Ryvu w kwietniu 2020 r. podpisało z Belgami umowę, dotyczącą wspólnego poszukiwaniu leków na choroby zapalne. Belgowie zapłacili wtedy 1,5 mln EUR (ok. 6,8 mln zł) z góry za wyłączne prawa do własności intelektualnej, wypracowanej w trakcie badań.
— Do tej pory na projekty, które teraz będziemy rozwijać we współpracy z Galapagos, wydaliśmy kilkanaście milionów złotych. Duża część tych pieniędzy pochodziła z dotacji, więc nasz wkład finansowy zwróci się dzięki pierwszej płatności od belgijskiej spółki — mówił wówczas Paweł Przewięźlikowski, prezes i największy akcjonariusz Ryvu.
Łączna wartość umowy w tzw. biodolarach, czyli rozłożonych na lata potencjalnych płatnościach za osiąganie kamieni milowych w badaniach, wynosiła maksymalnie 53,5 mln EUR. Ryvu zobaczyło tylko niewielką część tych pieniędzy - polska spółka podaje, że oprócz płatności z góry przy podpisaniu umowy otrzymała od Belgów jeszcze 1,25 mln EUR. Tych pieniędzy nie musi zwracać, a wyniki wspólnych badań wrócą do niej.
„Spółka nie jest zobowiązana do zapłaty żadnego wynagrodzenia ani do zwrotu żadnych kwot uzyskanych od Galapagos w związku z zawarciem umowy (...) ani nie będzie ponosiła żadnych wydatków związanych z przejęciem własności intelektualnej wygenerowanej w okresie od dnia zawarcia umowy.
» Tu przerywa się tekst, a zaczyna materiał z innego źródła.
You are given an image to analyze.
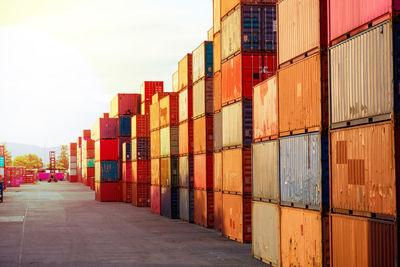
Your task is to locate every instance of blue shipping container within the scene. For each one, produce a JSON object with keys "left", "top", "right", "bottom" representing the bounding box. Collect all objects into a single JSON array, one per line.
[
  {"left": 279, "top": 133, "right": 329, "bottom": 211},
  {"left": 101, "top": 161, "right": 118, "bottom": 182}
]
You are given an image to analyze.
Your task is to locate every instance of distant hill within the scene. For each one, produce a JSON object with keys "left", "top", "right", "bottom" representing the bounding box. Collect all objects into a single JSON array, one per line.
[{"left": 7, "top": 143, "right": 61, "bottom": 165}]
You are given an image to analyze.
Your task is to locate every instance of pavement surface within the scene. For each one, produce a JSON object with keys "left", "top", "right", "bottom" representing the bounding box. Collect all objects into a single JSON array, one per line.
[{"left": 0, "top": 182, "right": 265, "bottom": 267}]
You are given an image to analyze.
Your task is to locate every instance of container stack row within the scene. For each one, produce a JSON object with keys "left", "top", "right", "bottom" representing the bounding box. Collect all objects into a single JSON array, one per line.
[{"left": 328, "top": 0, "right": 400, "bottom": 266}]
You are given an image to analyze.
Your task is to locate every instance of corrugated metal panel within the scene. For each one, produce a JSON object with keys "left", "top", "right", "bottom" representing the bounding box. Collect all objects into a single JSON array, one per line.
[
  {"left": 278, "top": 0, "right": 326, "bottom": 64},
  {"left": 222, "top": 100, "right": 253, "bottom": 147},
  {"left": 329, "top": 22, "right": 394, "bottom": 123},
  {"left": 331, "top": 122, "right": 397, "bottom": 216},
  {"left": 253, "top": 76, "right": 278, "bottom": 140},
  {"left": 252, "top": 140, "right": 279, "bottom": 203},
  {"left": 279, "top": 133, "right": 329, "bottom": 210},
  {"left": 251, "top": 201, "right": 280, "bottom": 267},
  {"left": 331, "top": 214, "right": 398, "bottom": 267}
]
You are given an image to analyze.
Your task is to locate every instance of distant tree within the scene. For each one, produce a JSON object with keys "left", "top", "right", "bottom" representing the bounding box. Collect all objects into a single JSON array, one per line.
[
  {"left": 3, "top": 143, "right": 12, "bottom": 166},
  {"left": 13, "top": 154, "right": 43, "bottom": 169},
  {"left": 56, "top": 146, "right": 69, "bottom": 169}
]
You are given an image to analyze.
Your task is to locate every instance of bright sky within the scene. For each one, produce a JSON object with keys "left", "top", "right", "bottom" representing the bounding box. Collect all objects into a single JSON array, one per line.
[{"left": 0, "top": 0, "right": 212, "bottom": 146}]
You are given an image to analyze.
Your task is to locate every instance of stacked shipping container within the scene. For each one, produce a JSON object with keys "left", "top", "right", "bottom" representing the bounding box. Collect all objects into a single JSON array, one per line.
[{"left": 328, "top": 0, "right": 400, "bottom": 266}]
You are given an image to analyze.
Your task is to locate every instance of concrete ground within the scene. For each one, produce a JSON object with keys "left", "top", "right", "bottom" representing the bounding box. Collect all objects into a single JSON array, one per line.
[{"left": 0, "top": 182, "right": 265, "bottom": 267}]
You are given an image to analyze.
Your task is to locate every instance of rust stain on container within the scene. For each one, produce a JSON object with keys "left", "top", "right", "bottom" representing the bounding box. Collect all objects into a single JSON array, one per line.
[{"left": 331, "top": 122, "right": 397, "bottom": 216}]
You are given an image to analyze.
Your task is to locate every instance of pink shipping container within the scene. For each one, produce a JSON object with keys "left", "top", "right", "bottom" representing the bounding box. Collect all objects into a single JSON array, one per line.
[{"left": 328, "top": 0, "right": 400, "bottom": 42}]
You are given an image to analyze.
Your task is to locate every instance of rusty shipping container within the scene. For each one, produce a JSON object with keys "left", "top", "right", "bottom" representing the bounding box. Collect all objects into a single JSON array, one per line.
[
  {"left": 251, "top": 201, "right": 281, "bottom": 267},
  {"left": 221, "top": 5, "right": 277, "bottom": 61},
  {"left": 193, "top": 77, "right": 214, "bottom": 119},
  {"left": 193, "top": 116, "right": 214, "bottom": 154},
  {"left": 278, "top": 0, "right": 328, "bottom": 65},
  {"left": 329, "top": 21, "right": 400, "bottom": 128},
  {"left": 222, "top": 148, "right": 252, "bottom": 196},
  {"left": 330, "top": 214, "right": 398, "bottom": 267},
  {"left": 331, "top": 122, "right": 399, "bottom": 217},
  {"left": 253, "top": 76, "right": 278, "bottom": 142},
  {"left": 222, "top": 193, "right": 251, "bottom": 243},
  {"left": 251, "top": 140, "right": 279, "bottom": 203},
  {"left": 222, "top": 99, "right": 253, "bottom": 148},
  {"left": 278, "top": 54, "right": 329, "bottom": 136},
  {"left": 178, "top": 54, "right": 193, "bottom": 91},
  {"left": 280, "top": 207, "right": 328, "bottom": 267}
]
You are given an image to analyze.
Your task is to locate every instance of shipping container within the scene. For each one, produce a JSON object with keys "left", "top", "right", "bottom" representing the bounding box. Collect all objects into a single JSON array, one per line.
[
  {"left": 221, "top": 5, "right": 277, "bottom": 61},
  {"left": 193, "top": 77, "right": 214, "bottom": 118},
  {"left": 132, "top": 159, "right": 151, "bottom": 185},
  {"left": 213, "top": 112, "right": 222, "bottom": 152},
  {"left": 330, "top": 214, "right": 398, "bottom": 267},
  {"left": 150, "top": 130, "right": 160, "bottom": 159},
  {"left": 150, "top": 159, "right": 161, "bottom": 185},
  {"left": 140, "top": 81, "right": 164, "bottom": 102},
  {"left": 213, "top": 32, "right": 221, "bottom": 73},
  {"left": 179, "top": 155, "right": 194, "bottom": 188},
  {"left": 221, "top": 53, "right": 277, "bottom": 106},
  {"left": 278, "top": 0, "right": 328, "bottom": 65},
  {"left": 253, "top": 76, "right": 278, "bottom": 142},
  {"left": 251, "top": 140, "right": 279, "bottom": 203},
  {"left": 214, "top": 191, "right": 222, "bottom": 230},
  {"left": 178, "top": 121, "right": 193, "bottom": 155},
  {"left": 160, "top": 126, "right": 179, "bottom": 157},
  {"left": 131, "top": 114, "right": 150, "bottom": 139},
  {"left": 330, "top": 122, "right": 399, "bottom": 217},
  {"left": 132, "top": 138, "right": 150, "bottom": 160},
  {"left": 109, "top": 94, "right": 141, "bottom": 119},
  {"left": 280, "top": 207, "right": 328, "bottom": 267},
  {"left": 279, "top": 133, "right": 329, "bottom": 211},
  {"left": 222, "top": 99, "right": 253, "bottom": 148},
  {"left": 328, "top": 0, "right": 400, "bottom": 42},
  {"left": 92, "top": 118, "right": 118, "bottom": 141},
  {"left": 178, "top": 54, "right": 193, "bottom": 91},
  {"left": 194, "top": 189, "right": 214, "bottom": 228},
  {"left": 251, "top": 201, "right": 281, "bottom": 267},
  {"left": 193, "top": 116, "right": 214, "bottom": 154},
  {"left": 95, "top": 161, "right": 119, "bottom": 183},
  {"left": 160, "top": 93, "right": 179, "bottom": 127},
  {"left": 150, "top": 185, "right": 161, "bottom": 214},
  {"left": 160, "top": 157, "right": 179, "bottom": 186},
  {"left": 278, "top": 54, "right": 329, "bottom": 136},
  {"left": 161, "top": 187, "right": 179, "bottom": 219},
  {"left": 222, "top": 148, "right": 252, "bottom": 196},
  {"left": 213, "top": 152, "right": 223, "bottom": 191},
  {"left": 179, "top": 87, "right": 193, "bottom": 122},
  {"left": 222, "top": 194, "right": 251, "bottom": 243},
  {"left": 179, "top": 188, "right": 194, "bottom": 223},
  {"left": 329, "top": 21, "right": 400, "bottom": 128},
  {"left": 95, "top": 139, "right": 118, "bottom": 161}
]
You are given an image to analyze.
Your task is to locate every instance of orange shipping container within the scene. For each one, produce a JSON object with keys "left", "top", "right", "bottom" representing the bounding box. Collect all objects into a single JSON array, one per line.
[
  {"left": 278, "top": 54, "right": 328, "bottom": 135},
  {"left": 253, "top": 76, "right": 278, "bottom": 142},
  {"left": 281, "top": 207, "right": 329, "bottom": 267},
  {"left": 222, "top": 148, "right": 251, "bottom": 195},
  {"left": 222, "top": 194, "right": 251, "bottom": 243},
  {"left": 330, "top": 122, "right": 398, "bottom": 216},
  {"left": 331, "top": 214, "right": 398, "bottom": 267}
]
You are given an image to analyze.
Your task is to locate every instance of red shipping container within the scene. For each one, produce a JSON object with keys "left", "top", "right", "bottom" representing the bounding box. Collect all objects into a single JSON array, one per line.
[
  {"left": 122, "top": 161, "right": 132, "bottom": 182},
  {"left": 140, "top": 81, "right": 164, "bottom": 102},
  {"left": 110, "top": 94, "right": 141, "bottom": 118},
  {"left": 328, "top": 0, "right": 400, "bottom": 41},
  {"left": 221, "top": 53, "right": 277, "bottom": 106},
  {"left": 194, "top": 189, "right": 214, "bottom": 227},
  {"left": 194, "top": 153, "right": 214, "bottom": 190},
  {"left": 132, "top": 183, "right": 150, "bottom": 207},
  {"left": 95, "top": 139, "right": 118, "bottom": 161},
  {"left": 150, "top": 185, "right": 161, "bottom": 214},
  {"left": 132, "top": 160, "right": 151, "bottom": 184}
]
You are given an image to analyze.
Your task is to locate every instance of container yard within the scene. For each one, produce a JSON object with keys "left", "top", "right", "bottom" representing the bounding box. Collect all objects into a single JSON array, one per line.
[{"left": 0, "top": 0, "right": 400, "bottom": 267}]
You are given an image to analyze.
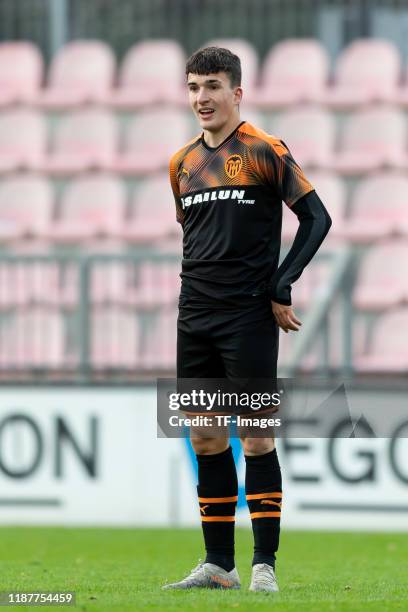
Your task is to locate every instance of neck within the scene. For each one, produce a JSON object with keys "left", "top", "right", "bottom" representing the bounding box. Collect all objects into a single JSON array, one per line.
[{"left": 204, "top": 114, "right": 241, "bottom": 147}]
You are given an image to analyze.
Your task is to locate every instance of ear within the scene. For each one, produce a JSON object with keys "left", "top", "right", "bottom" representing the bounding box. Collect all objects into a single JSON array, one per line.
[{"left": 234, "top": 87, "right": 244, "bottom": 104}]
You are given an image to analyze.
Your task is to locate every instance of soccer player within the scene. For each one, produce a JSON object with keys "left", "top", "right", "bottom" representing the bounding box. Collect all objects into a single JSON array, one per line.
[{"left": 163, "top": 47, "right": 331, "bottom": 592}]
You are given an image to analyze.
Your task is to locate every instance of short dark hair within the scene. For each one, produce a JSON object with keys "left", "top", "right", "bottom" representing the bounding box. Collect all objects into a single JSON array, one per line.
[{"left": 186, "top": 47, "right": 241, "bottom": 87}]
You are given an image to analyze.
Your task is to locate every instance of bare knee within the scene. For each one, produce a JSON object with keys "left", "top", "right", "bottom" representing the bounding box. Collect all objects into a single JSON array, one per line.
[
  {"left": 241, "top": 438, "right": 275, "bottom": 456},
  {"left": 190, "top": 436, "right": 229, "bottom": 455}
]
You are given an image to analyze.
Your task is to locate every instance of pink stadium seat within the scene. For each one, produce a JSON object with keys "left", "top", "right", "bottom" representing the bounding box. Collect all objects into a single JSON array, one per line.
[
  {"left": 38, "top": 40, "right": 115, "bottom": 109},
  {"left": 331, "top": 107, "right": 407, "bottom": 175},
  {"left": 116, "top": 108, "right": 191, "bottom": 174},
  {"left": 354, "top": 307, "right": 408, "bottom": 373},
  {"left": 60, "top": 239, "right": 132, "bottom": 308},
  {"left": 122, "top": 175, "right": 180, "bottom": 244},
  {"left": 353, "top": 240, "right": 408, "bottom": 310},
  {"left": 44, "top": 109, "right": 118, "bottom": 174},
  {"left": 0, "top": 175, "right": 53, "bottom": 242},
  {"left": 141, "top": 309, "right": 177, "bottom": 370},
  {"left": 320, "top": 39, "right": 401, "bottom": 107},
  {"left": 130, "top": 261, "right": 180, "bottom": 310},
  {"left": 272, "top": 108, "right": 335, "bottom": 167},
  {"left": 91, "top": 307, "right": 140, "bottom": 369},
  {"left": 282, "top": 172, "right": 346, "bottom": 245},
  {"left": 0, "top": 241, "right": 63, "bottom": 308},
  {"left": 89, "top": 240, "right": 134, "bottom": 304},
  {"left": 110, "top": 40, "right": 187, "bottom": 108},
  {"left": 50, "top": 174, "right": 126, "bottom": 243},
  {"left": 0, "top": 109, "right": 47, "bottom": 173},
  {"left": 254, "top": 38, "right": 329, "bottom": 108},
  {"left": 342, "top": 173, "right": 408, "bottom": 244},
  {"left": 203, "top": 38, "right": 259, "bottom": 97},
  {"left": 292, "top": 262, "right": 330, "bottom": 309},
  {"left": 0, "top": 42, "right": 44, "bottom": 106},
  {"left": 0, "top": 307, "right": 65, "bottom": 370}
]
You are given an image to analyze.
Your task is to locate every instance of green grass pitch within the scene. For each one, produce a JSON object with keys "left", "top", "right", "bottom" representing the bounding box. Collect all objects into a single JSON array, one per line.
[{"left": 0, "top": 527, "right": 408, "bottom": 612}]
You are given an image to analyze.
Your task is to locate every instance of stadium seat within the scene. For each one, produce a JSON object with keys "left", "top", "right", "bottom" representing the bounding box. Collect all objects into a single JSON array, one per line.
[
  {"left": 90, "top": 307, "right": 140, "bottom": 370},
  {"left": 342, "top": 173, "right": 408, "bottom": 244},
  {"left": 44, "top": 109, "right": 118, "bottom": 175},
  {"left": 116, "top": 108, "right": 191, "bottom": 174},
  {"left": 110, "top": 40, "right": 187, "bottom": 109},
  {"left": 49, "top": 174, "right": 126, "bottom": 243},
  {"left": 0, "top": 307, "right": 65, "bottom": 371},
  {"left": 354, "top": 307, "right": 408, "bottom": 374},
  {"left": 282, "top": 171, "right": 346, "bottom": 245},
  {"left": 353, "top": 240, "right": 408, "bottom": 311},
  {"left": 0, "top": 240, "right": 63, "bottom": 309},
  {"left": 0, "top": 109, "right": 47, "bottom": 173},
  {"left": 0, "top": 41, "right": 44, "bottom": 107},
  {"left": 0, "top": 175, "right": 54, "bottom": 243},
  {"left": 203, "top": 38, "right": 259, "bottom": 98},
  {"left": 129, "top": 261, "right": 180, "bottom": 310},
  {"left": 37, "top": 40, "right": 115, "bottom": 109},
  {"left": 122, "top": 175, "right": 181, "bottom": 244},
  {"left": 330, "top": 107, "right": 407, "bottom": 176},
  {"left": 253, "top": 38, "right": 329, "bottom": 108},
  {"left": 88, "top": 240, "right": 131, "bottom": 305},
  {"left": 320, "top": 39, "right": 401, "bottom": 108},
  {"left": 271, "top": 108, "right": 335, "bottom": 168},
  {"left": 141, "top": 309, "right": 177, "bottom": 370}
]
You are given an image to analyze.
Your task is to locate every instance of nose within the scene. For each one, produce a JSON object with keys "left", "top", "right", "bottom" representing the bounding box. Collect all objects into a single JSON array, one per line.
[{"left": 197, "top": 87, "right": 209, "bottom": 105}]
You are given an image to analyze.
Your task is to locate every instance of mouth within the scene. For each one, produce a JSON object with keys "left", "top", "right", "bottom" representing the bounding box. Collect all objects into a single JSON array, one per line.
[{"left": 198, "top": 108, "right": 214, "bottom": 119}]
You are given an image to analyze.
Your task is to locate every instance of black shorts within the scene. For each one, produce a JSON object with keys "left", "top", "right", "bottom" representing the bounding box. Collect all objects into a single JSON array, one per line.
[{"left": 177, "top": 296, "right": 279, "bottom": 412}]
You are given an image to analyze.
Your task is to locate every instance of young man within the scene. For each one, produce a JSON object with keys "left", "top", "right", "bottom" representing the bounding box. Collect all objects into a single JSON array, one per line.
[{"left": 164, "top": 47, "right": 331, "bottom": 592}]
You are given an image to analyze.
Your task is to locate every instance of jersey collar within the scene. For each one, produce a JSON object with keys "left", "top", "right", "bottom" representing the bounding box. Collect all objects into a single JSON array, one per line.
[{"left": 201, "top": 121, "right": 246, "bottom": 151}]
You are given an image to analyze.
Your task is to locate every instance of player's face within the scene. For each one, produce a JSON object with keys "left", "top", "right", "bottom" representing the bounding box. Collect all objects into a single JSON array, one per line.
[{"left": 187, "top": 72, "right": 242, "bottom": 132}]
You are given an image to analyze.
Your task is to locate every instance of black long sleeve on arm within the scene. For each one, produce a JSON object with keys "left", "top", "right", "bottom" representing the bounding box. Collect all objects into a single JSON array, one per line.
[{"left": 269, "top": 191, "right": 332, "bottom": 306}]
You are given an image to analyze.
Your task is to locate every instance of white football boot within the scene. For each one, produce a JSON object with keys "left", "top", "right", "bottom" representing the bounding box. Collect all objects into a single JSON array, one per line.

Po analizie pakietu danych otrzymanego od Galapagos zarząd Ryvu rozważy możliwości wykorzystania własności intelektualnej w projektach Ryvu lub jej ponownej komercjalizacji" - podała spółka w komunikacie giełdowym.
Galapagos ma już doświadczenie z podpisywaniem umów z polskimi firmami biotechnologicznymi i późniejszym ich rozwiązywaniem. W listopadzie 2020 r. za ok. 120 mln zł z góry kupiło prawa do OATD-01, potencjalnego leku na choroby zapalne, stworzonego przez giełdowe Molecure (wtedy funkcjonujące pod nazwą OncoArendi). Po niespełna dwóch latach umowę tę rozwiązano, a prawa do cząsteczki wróciły do polskiej spółki.
- W związku ze zmianą priorytetów w podejściu do naszego pipeline’u projektów, koncentrujemy się na poszerzeniu i przyspieszeniu działań w kierunku rozwoju terapii onkologicznych, dlatego postanowiliśmy zwrócić wszystkie prawa do OATD-01 Molecure, mając pewność, że przeprowadzą ten obiecujący związek przez kolejne etapy jego rozwoju klinicznego – tłumaczył wówczas dr Andre Hoekema, Chief Business Officer Galapagos, cytowany w komunikacie Molecure.